Pharmacy-benefit managers (PBMs) are reportedly directing patients towards pricier medications while restricting their access to other options, according to a new report from the House Committee on Oversight and Accountability.
This report follows a lengthy 32-month investigation by the committee and comes ahead of a hearing that will include executives from some of the largest PBMs in the country. PBMs serve as third-party administrators for prescription drug plans associated with health insurers, negotiating drug prices with pharmaceutical companies and determining out-of-pocket expenses for patients.
According to the report, the three largest PBMs in the United States—Express Scripts, OptumRx (part of UnitedHealth Group), and Caremark (owned by CVS Health)—together manage about 80% of all prescriptions in the country.
Findings outlined in the report suggest that PBMs have established preferred drug lists that highlight more expensive brand-name drugs over cheaper alternatives. For instance, the report references internal communications from Cigna, which advised against cheaper alternatives for Humira, a drug used to treat arthritis and other autoimmune conditions that costs around $90,000 annually.
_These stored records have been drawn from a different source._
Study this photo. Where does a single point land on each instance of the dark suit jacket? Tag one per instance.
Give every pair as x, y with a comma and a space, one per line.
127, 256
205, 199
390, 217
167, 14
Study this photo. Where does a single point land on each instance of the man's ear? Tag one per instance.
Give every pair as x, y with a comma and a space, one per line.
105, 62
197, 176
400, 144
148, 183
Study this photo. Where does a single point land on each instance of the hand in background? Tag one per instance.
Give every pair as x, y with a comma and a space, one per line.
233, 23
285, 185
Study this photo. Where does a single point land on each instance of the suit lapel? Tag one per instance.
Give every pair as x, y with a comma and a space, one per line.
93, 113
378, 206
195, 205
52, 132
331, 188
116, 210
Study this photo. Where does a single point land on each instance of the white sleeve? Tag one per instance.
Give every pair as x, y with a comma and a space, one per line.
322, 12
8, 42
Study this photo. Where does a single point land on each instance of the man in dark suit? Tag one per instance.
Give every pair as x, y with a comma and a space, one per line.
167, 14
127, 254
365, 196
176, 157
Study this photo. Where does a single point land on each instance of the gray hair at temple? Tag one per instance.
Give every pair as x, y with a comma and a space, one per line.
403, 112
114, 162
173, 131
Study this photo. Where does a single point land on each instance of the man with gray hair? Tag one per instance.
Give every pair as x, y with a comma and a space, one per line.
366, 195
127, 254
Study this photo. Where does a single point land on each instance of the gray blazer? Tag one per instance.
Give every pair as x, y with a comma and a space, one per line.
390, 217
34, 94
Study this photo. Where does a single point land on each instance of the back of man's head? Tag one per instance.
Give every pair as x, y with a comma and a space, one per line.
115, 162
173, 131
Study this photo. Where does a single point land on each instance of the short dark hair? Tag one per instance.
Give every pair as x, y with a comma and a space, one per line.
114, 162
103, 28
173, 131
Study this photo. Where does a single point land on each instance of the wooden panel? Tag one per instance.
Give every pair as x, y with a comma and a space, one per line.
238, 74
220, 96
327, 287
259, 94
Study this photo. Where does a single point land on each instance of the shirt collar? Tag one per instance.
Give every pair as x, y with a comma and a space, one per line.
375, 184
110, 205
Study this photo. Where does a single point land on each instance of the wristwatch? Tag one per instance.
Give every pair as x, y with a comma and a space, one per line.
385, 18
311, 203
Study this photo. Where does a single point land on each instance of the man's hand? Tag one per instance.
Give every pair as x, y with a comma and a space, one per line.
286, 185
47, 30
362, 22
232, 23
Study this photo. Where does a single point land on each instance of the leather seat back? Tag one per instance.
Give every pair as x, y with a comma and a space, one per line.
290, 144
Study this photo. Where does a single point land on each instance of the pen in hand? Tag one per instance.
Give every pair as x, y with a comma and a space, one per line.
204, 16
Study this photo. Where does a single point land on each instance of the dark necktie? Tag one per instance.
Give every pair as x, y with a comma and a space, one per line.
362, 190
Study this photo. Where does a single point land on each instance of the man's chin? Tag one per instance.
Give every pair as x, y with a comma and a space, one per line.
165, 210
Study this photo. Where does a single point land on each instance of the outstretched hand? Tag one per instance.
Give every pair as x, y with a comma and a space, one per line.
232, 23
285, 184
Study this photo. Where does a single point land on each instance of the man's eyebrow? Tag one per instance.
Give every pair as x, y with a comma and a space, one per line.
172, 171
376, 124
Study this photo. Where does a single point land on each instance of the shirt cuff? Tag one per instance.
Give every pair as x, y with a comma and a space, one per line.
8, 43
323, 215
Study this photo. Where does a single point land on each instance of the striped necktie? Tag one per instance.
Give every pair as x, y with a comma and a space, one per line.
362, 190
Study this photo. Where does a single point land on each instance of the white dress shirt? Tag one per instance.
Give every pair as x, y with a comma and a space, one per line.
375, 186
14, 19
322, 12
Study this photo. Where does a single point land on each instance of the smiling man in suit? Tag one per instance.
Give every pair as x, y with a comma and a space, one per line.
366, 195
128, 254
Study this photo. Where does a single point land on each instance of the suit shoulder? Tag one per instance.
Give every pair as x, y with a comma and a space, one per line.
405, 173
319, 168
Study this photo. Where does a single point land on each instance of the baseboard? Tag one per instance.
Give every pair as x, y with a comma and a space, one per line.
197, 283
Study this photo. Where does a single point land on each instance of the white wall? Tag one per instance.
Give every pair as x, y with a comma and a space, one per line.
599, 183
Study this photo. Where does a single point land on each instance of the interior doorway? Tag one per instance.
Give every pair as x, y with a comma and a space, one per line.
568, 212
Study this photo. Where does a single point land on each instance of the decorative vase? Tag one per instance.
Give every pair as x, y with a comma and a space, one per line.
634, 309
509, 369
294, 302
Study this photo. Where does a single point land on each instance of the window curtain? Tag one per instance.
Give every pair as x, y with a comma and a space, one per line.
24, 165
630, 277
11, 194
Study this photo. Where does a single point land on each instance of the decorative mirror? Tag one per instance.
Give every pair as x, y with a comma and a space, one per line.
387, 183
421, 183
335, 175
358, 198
At least one available biosimilar could be obtained for half that amount.
The report indicates that Express Scripts informed patients they would incur higher costs by filling a prescription at a local pharmacy compared to obtaining a three-month supply through its own mail-order service, thereby limiting patient choice in pharmacy selection.
Earlier this month, the U.S. Federal Trade Commission (FTC) issued a similar report, highlighting that increased vertical integration and consolidation have allowed the six largest PBMs to oversee nearly 95% of all prescriptions filled in the country.
These findings raise significant concerns, suggesting that leading PBMs wield considerable influence over Americans’ accessibility and affordability of prescription medications. The FTC noted that this dynamic creates a scenario where vertically integrated PBMs could prioritize their own affiliated entities, leading to conflicts of interest that disadvantage independent pharmacies and elevate prescription drug costs.
FTC Chair Lina M. Khan remarked that the evidence indicates these intermediaries are “overcharging patients for cancer drugs,” resulting in over $1 billion in added revenue for them.